Tegelijk moeten we erkennen dat
we ons daar tamelijk wel in voelen. Anders dan Horkheimer en Adorno dachten,
hebben circulatie, reputatie en brand names onze zinnen niet afgestompt.
Dit inzicht wordt ons ingepeperd door ‘cultural studies’, en gelijk hebben
ze. De dansende spijkerbroeken in de reclames van de GAP functioneren voor
ons als ‘enchanting commodities’, zoals de Amerikaanse politicologe Jane
Bennett zegt: ‘those khaki’s really do swing’. Wij academici zijn
hiervan trouwens niet uitgezonderd. Gerefereerde publicaties, leerstoelen
en internationale conferenties, het swingt allemaal de pan uit. Geen identiteit
zonder reputatie, en geen reputatie zonder fun.
Zo komen we misschien bij een zinvolle
postmoderne kwalificatie van meer klassiek geöriënteerd sociaal-filosofisch
denken over identiteit. Daarmee bedoel ik bijvoorbeeld Axel Honneths poging
om Habermas’ taalpragmatische benadering van het morele gezichtspunt te
herformuleren in termen van maatschappelijke voorwaarden voor een positieve
zelfbetrekking. Honneth richt zich daarvoor in de eerste plaats op ervaringen
van ‘sociaal lijden’. Sociale miskenning, bijvoorbeeld door uitbuiting
of ontkenning van recht, is volgens Honneth altijd verbonden aan de ervaring
van schending van persoonlijke identiteit. Dit is een belangrijk inzicht,
als algemeen concept van rechtvaardigheid, maar ook als suggestie voor
hoe we empirische indicaties voor onrecht kunnen vinden.
Maar het heeft wellicht wat te veel oog
voor negatieve ervaringen, en wat te weinig voor positieve. Zeker waar
het gaat om culturele rechtvaardigheid, een thema dat de komende jaren
alleen nog maar aan belang gaat winnen.
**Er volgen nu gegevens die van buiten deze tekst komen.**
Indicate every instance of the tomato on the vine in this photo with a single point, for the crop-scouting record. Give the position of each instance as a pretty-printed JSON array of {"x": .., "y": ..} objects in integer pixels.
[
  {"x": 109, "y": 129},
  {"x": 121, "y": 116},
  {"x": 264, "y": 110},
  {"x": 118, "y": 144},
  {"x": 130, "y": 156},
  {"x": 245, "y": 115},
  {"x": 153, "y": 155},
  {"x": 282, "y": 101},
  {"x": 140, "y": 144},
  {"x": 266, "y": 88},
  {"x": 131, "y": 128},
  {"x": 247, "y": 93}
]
Een van de belangrijkste sociaal-filosofische
kwesties is thans immers hoe vorm en invulling te geven aan een postnationale,
multiculturele rechtsstaat. Daarin bestaan bij wijze van spreken louter
nog minderheden, zodat nog meer personen en groepen dan thans geneigd zullen
zijn hun identiteitservaringen te verbinden aan een culturele grond, of
in ieder geval achter-grond. Wanneer we daarbij exclusief focusen op negatieve
ervaringen, kan multiculturalisme gemakkelijk verzanden in een wedstrijd
wie de langste culturele tenen heeft. Met andere woorden in politieke correctheid.
Daarom zou in een veelbelovende
sociaal-filosofische benadering als die van Honneth in de culturele dimensie
ook ruimte moeten zijn voor positieve identiteits-ervaringen. En daarmee
bedoel ik niet simpelweg bevestiging van identiteit. Tegenover schending
staat niet bevestiging, maar groei, uitbreiding, bevruchting, verbreding,
verrijking. Een dynamische identiteitservaring is nog geen ervaring van
geschonden identiteit. Het is niet louter een vervuiling van de zuivere
bron van de eigen identiteit. Die bronnen zijn natuurlijk altijd al vervuild,
zoals gemeenschappen altijd al ‘imagined’ zijn. En, belangrijker, een dynamische
omgang met identiteit is zelf ook een bron, een source of fun. Waarom zulke
bronnen van identiteit over het hoofd zien, in een tijdperk nog wel waarin
meer dan ooit het ‘jezelf zijn’ wordt geassocieerd met plezier? Laten we
het toegeven: those identities really do swing.